Collotype Quirks

Collotype. Photographer unknown. Plate from the souvenir book U.S. Steel Cruiser Boston (New York: E. H. Hart, 1888). c. 7 x 8 3/4" (17.8 x 22.2 cm) each.

Variations in print color is one quirk of collotypes. For some reason the old collotype printers were remarkably casual about the color of ink that they used. In any given publication we can find prints ranging from neutral to brown, green, or blue. The three reproduced here, to the left and on the following pages, have been taken from a small book titled U.S. Steel Cruiser Boston, published by E. H. Hart in 1888. These prints are green and brown but the book has other plates that run the full gamut of collotype colors. When I was a young printer, and working in a shop that still did collotype, the pressmen made quite a fuss about the ink, and even in the 1960s imported it from Europe, where we all assumed it was made by grinding pigment, bats’ wings, and frogs’ legs into secret formulas guarded through the generations. Perhaps no one paid any attention to color, since getting the prints to turn out decently was such a far greater problem.

Collotype. Photographer unknown. Plate from the souvenir book U.S. Steel Cruiser Boston (New York: E. H. Hart, 1888). c. 7 x 8 3/4" (17.8 x 22.2 cm) each.

Collotype imitating albumen: Chemical photography was always expensive because the prints had to be handled individually and their materials were costly. Editions could be printed from negatives, and there was no theoretical limit to their numbers, but the reality of labor and material costs meant that any edition larger than a hundred or so required some sort of ink printing.
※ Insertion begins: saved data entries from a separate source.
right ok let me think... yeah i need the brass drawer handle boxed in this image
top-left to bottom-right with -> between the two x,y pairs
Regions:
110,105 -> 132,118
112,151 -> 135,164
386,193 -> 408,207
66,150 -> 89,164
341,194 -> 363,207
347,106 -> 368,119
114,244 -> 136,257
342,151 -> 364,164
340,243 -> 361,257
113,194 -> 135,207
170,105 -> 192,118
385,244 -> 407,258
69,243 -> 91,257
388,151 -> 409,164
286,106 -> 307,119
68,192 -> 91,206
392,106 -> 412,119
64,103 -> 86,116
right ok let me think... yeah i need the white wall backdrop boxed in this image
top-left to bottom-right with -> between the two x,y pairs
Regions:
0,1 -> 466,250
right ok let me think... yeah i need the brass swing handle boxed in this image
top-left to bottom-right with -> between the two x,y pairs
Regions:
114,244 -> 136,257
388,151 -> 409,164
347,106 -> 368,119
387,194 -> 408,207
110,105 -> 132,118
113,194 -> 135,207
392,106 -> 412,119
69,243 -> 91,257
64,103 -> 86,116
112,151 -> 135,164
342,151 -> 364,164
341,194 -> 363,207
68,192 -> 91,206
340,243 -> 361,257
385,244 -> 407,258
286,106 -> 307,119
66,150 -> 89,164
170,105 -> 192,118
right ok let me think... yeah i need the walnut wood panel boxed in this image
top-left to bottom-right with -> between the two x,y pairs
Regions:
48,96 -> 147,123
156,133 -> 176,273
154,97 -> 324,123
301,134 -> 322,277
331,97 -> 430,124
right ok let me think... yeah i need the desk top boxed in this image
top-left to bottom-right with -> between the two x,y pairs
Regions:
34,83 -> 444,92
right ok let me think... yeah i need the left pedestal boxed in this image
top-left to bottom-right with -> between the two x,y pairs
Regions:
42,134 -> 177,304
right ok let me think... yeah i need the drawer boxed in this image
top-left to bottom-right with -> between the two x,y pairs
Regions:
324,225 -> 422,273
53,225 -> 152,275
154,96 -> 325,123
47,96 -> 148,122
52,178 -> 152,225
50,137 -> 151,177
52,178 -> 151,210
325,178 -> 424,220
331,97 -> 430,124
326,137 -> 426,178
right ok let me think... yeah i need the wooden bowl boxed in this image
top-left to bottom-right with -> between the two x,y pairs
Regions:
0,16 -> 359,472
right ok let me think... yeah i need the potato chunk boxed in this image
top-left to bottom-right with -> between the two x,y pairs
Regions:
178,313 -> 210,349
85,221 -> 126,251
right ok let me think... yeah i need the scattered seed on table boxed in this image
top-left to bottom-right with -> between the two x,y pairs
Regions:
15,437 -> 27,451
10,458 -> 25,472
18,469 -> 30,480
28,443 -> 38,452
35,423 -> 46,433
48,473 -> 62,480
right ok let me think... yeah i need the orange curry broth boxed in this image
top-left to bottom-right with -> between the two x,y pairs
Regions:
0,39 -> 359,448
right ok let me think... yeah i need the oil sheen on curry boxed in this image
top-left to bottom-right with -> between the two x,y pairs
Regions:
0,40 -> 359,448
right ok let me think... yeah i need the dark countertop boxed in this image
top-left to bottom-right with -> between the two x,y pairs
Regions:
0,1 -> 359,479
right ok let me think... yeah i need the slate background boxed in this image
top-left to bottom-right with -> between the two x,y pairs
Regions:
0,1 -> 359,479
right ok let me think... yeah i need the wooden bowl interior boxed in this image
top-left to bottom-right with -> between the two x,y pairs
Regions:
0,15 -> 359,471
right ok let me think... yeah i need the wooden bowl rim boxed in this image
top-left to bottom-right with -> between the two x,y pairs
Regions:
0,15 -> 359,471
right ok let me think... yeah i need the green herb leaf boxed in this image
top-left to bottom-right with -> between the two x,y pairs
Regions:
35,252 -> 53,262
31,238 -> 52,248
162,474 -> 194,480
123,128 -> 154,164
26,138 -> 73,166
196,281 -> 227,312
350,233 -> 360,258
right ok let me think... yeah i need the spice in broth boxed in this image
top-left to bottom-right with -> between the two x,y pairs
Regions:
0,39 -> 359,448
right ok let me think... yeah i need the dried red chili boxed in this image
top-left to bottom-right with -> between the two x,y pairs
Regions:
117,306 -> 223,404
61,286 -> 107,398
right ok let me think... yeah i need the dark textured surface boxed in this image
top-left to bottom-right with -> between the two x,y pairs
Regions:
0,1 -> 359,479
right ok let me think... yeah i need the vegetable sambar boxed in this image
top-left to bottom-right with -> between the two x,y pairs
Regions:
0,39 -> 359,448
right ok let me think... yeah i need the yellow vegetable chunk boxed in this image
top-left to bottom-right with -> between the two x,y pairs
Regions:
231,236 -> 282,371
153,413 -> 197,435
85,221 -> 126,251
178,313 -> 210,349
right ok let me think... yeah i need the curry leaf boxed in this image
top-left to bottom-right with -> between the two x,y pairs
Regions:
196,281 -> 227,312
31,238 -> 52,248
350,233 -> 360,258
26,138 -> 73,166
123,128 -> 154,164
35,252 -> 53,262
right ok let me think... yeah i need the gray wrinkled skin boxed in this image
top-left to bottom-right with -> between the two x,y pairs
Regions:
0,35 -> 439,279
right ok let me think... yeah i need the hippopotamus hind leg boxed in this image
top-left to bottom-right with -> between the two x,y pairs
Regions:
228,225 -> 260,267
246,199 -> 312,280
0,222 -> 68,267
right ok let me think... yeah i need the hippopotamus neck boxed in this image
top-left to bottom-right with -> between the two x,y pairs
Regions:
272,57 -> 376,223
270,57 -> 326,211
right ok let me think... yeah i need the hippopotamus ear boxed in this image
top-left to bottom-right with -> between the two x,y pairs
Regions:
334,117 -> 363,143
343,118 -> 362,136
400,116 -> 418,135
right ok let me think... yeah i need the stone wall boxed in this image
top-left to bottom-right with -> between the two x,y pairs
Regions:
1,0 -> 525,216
The woodburytype filled this need, but collotype could similarly be made to imitate the chemical photograph and was less expensive. The example on the next page is from a trade magazine that describes the print accurately as a “collotype imitation silver print.” The ink has been mixed to have a purplish-red cast, to imitate the old gold-toned albumen print, and the paper is a highly polished clay-coated sheet. I had an old-time photographer tell me that if you went into a large photo studio in Paris early in this century and ordered an edition of fifty or more prints, you were just as likely to receive collotypes as actual chemical prints.

Collotype. Arthur Yallop. Gorleston Harbour. c. 1900. 6 3/4 x 9 3/8" (17.2 x 23.8 cm). The Museum of Modern Art, New York. Gift of Richard Benson. Made as a sample of the process, this collotype was printed in The Penrose Annual as an advertisement for the publisher Morgan & Kidd.

One useful collotype technique was double-rolling, used to produce richer collotype prints without the need for multiple impressions. The plate was inked with a stiff, dense black ink and then immediately reinked with a soft, colorful one. Once double-inked, the plate was printed in a single impression.

Collotype. Photographer unknown. Oxford, St. Mary the Virgin’s Church, Porch. 1900. 5 7/16 x 7 7/16" (13.8 x 18.9 cm). The Museum of Modern Art, New York. Gift of Richard Benson.

The result looked much like the later duotones printed by photo offset, which tend to have a color cast in the light values and a strong, neutral black in the deepest tone. This method was often used for fancy postcards.